The EP-EW-4000’s picking tines are the primary wear component. Unlike the THOR’s carbide teeth (which require careful monitoring and individual replacement at defined wear thresholds), the rake’s tines have a more gradual wear profile — they wear progressively and the machine continues to function until wear is significant enough to reduce picking effectiveness.

Start of season inspection

Visually inspect all tines for: tip shortening (worn tip shorter than a new tine by 15mm+); bent tine body (impact with large boulder during previous season); cracked or chipped hardened steel tips. Replace individual tines as needed. Confirm all tine mounting bolts are torqued to specification before the first operational pass.

In-season monitoring

Check tine condition every 30–40 operating hours during peak season use. A useful field test: park the machine on flat ground, rotate the drum by hand, and visually check tine tip height consistency — worn tines will be noticeably shorter than new tines in the same drum section. Uneven tip heights produce uneven stone capture efficiency across the drum width.

Replacement tines for the EP-EW-4000 are stocked by Korea Watanabe in Ansan-si, Gyeonggi-do, with next-day domestic dispatch available during the operating season. Stock 5–10% spare tines on site for each full field operation — having spare tines eliminates the wait for delivery if tine damage is discovered mid-operation.

EP-EW-4000 vs BlackBird — Single Rake or Tandem System?

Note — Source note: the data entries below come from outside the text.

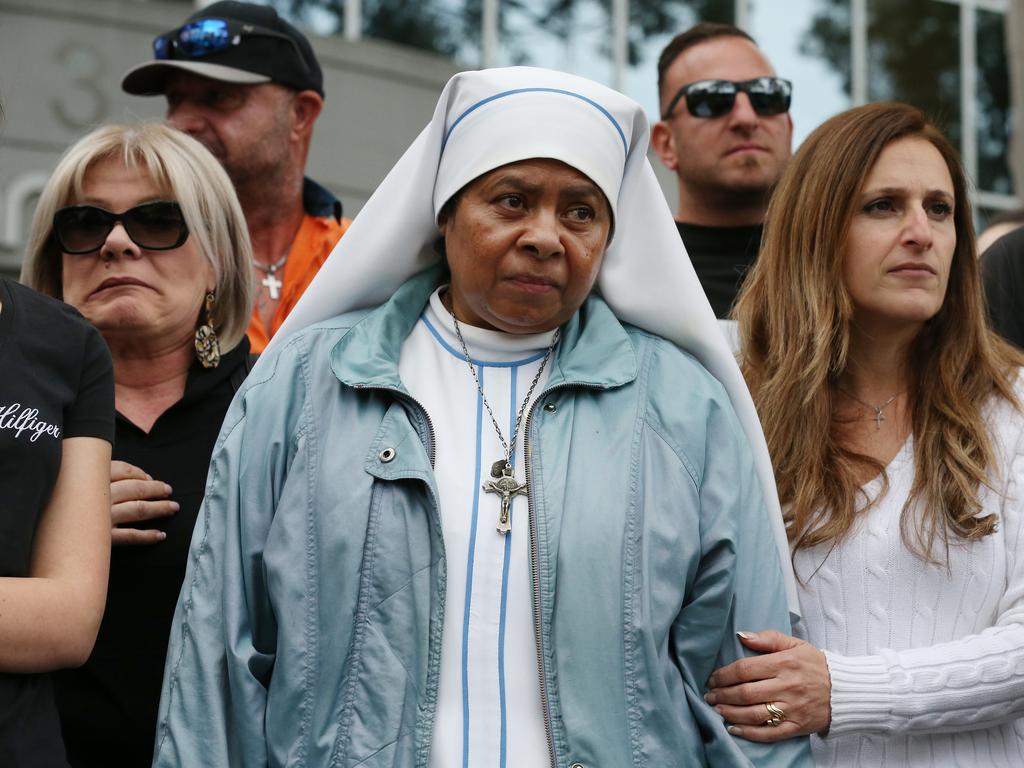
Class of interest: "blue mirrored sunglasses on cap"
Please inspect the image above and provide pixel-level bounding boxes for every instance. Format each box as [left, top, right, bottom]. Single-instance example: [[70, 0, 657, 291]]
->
[[662, 77, 793, 120], [153, 18, 308, 70]]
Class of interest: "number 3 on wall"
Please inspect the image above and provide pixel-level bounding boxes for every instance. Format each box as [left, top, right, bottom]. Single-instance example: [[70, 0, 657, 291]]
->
[[50, 42, 108, 131]]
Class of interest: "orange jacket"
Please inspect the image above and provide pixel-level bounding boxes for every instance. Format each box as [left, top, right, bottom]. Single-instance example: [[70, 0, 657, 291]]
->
[[247, 191, 352, 353]]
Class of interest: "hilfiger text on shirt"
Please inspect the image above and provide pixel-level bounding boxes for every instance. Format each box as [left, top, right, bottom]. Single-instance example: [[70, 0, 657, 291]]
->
[[0, 402, 60, 442]]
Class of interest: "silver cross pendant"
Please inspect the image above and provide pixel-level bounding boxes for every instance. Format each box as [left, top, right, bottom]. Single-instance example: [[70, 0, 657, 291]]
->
[[483, 463, 526, 536], [261, 272, 285, 301]]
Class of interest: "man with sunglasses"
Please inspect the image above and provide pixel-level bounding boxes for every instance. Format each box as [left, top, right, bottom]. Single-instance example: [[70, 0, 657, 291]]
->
[[651, 22, 793, 317], [121, 0, 349, 352]]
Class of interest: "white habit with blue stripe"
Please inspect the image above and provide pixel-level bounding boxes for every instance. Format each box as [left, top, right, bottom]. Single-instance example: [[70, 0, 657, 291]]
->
[[398, 293, 554, 768]]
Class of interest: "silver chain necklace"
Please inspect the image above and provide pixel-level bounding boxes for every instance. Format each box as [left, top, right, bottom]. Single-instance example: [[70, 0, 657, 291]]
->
[[449, 311, 559, 536], [838, 387, 901, 432]]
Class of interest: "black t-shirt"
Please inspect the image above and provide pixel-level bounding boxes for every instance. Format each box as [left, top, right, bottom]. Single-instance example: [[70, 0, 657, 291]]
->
[[55, 338, 249, 768], [676, 221, 764, 318], [0, 279, 114, 768], [981, 227, 1024, 348]]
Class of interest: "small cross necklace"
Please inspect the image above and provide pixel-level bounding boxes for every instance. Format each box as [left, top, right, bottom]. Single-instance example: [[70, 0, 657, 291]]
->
[[839, 387, 900, 431], [253, 251, 288, 301], [451, 312, 559, 536]]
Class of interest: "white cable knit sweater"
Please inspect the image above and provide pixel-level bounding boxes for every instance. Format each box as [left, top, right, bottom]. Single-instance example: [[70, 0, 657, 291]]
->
[[795, 384, 1024, 768]]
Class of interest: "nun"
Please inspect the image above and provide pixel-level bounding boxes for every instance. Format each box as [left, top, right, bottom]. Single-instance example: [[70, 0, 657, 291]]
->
[[155, 68, 809, 768]]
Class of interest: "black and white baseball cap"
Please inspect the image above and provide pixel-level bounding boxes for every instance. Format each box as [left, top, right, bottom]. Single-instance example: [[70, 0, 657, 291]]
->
[[121, 0, 324, 97]]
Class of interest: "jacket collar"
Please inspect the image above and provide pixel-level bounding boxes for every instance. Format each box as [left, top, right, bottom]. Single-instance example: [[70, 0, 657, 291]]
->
[[302, 176, 341, 222], [331, 267, 637, 391]]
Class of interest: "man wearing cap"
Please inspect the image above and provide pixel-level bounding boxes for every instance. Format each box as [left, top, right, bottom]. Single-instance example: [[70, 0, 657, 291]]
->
[[121, 0, 349, 352], [651, 22, 793, 318]]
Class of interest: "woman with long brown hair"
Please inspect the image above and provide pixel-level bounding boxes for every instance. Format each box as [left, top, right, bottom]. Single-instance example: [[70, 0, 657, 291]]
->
[[707, 103, 1024, 766]]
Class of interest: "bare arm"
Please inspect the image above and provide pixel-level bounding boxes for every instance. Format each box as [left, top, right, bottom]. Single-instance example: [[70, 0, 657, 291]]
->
[[0, 437, 111, 672]]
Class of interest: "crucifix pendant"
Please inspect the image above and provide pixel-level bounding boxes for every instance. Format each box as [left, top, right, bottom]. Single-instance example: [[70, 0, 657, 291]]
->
[[261, 272, 285, 301], [871, 406, 886, 430], [483, 461, 526, 536]]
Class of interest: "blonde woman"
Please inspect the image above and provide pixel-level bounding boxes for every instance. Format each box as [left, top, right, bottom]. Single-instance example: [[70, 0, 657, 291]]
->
[[707, 103, 1024, 767], [23, 124, 253, 768]]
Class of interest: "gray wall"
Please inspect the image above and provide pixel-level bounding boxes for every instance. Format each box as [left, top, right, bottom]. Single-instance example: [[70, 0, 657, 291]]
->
[[0, 0, 457, 274]]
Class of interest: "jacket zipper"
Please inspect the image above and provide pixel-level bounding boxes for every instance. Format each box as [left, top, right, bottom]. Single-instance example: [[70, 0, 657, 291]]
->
[[351, 384, 440, 468], [522, 384, 603, 768]]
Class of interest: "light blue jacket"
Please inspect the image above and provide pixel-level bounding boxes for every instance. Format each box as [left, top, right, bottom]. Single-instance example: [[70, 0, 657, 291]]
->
[[155, 271, 810, 768]]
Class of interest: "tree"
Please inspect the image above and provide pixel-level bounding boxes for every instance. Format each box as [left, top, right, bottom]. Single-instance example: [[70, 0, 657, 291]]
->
[[273, 0, 734, 63]]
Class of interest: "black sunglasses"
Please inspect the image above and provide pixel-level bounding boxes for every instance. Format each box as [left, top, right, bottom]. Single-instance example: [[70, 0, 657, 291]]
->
[[153, 18, 309, 72], [53, 200, 188, 254], [662, 78, 793, 120]]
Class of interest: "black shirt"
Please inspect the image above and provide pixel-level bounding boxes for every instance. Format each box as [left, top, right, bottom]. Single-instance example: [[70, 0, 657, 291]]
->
[[676, 221, 764, 318], [0, 279, 114, 768], [981, 227, 1024, 348], [56, 338, 249, 768]]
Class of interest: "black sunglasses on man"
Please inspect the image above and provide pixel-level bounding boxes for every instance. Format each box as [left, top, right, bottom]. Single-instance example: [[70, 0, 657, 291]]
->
[[662, 77, 793, 120]]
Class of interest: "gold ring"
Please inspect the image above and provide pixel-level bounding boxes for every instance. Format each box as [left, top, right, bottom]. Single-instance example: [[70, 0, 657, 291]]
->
[[765, 701, 785, 728]]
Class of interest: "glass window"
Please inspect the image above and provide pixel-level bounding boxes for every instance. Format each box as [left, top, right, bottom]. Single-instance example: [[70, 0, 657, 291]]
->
[[976, 9, 1014, 195]]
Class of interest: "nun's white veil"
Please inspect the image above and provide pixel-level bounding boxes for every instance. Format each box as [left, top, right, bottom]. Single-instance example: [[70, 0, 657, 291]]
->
[[268, 67, 798, 615]]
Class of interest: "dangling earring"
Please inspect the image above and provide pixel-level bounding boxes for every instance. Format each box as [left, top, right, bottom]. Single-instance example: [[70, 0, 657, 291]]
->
[[196, 291, 220, 368]]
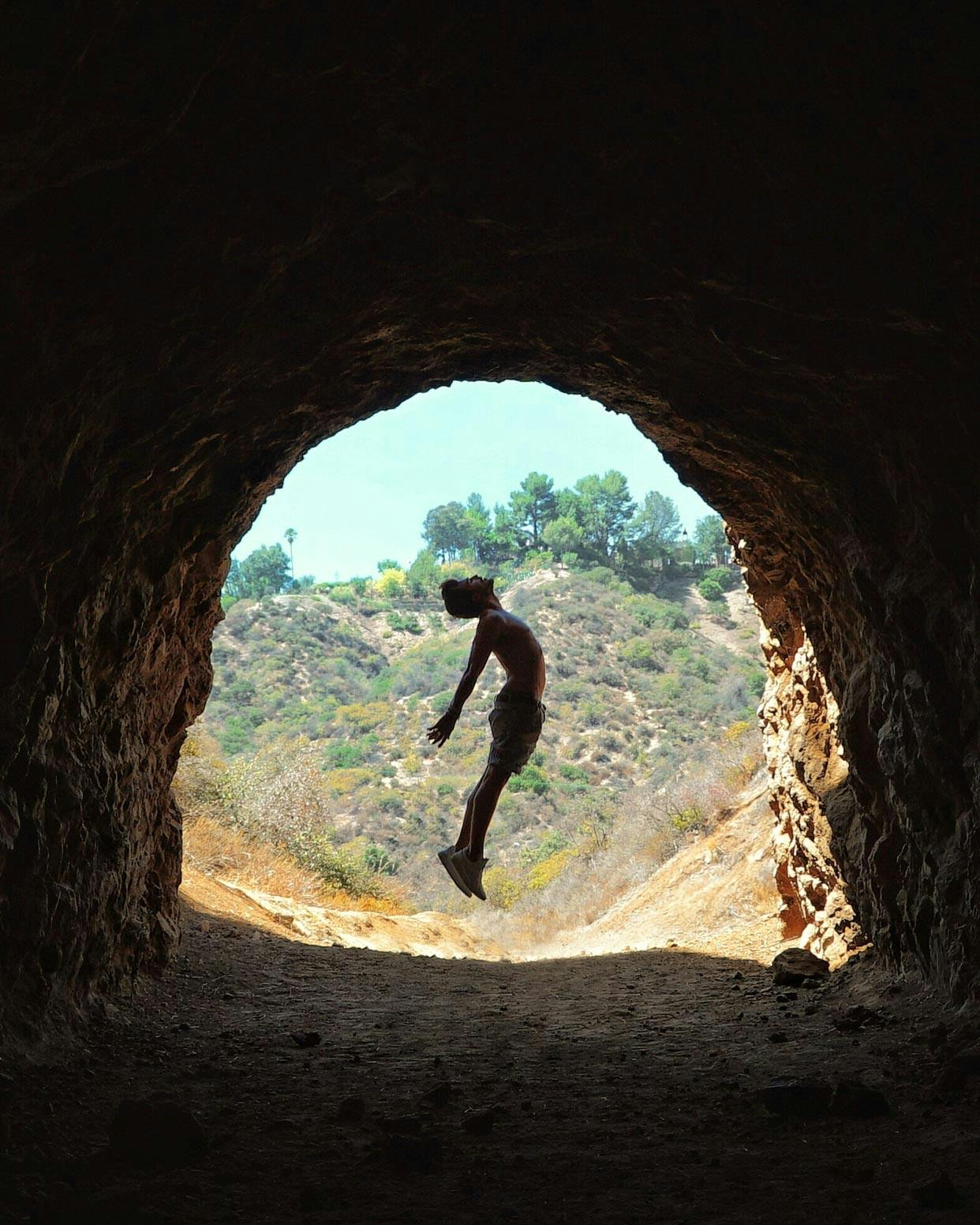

The EP-EW-4000 (3.6 m, 75 HP) and the BlackBird (9.5 m, 300 HP minimum) address very different scale requirements. The EP-EW-4000 is a standard-tractor single-machine solution for individual farm operations up to 20–30 ha requiring efficient stone windrowing. The BlackBird is a large-scale system combining multiple rake sections into a 9.5 m working width, designed for large farms and land clearing contractors covering 50+ ha in a season. For most Korean highland farm-scale operations (2–30 ha), the EP-EW-4000 is the appropriate and cost-efficient choice. For operations at commercial contract clearing scale, the BlackBird’s throughput advantages justify its 300 HP requirement and higher machine cost. Contact Korea Watanabe to confirm which configuration fits your specific annual area and tractor availability.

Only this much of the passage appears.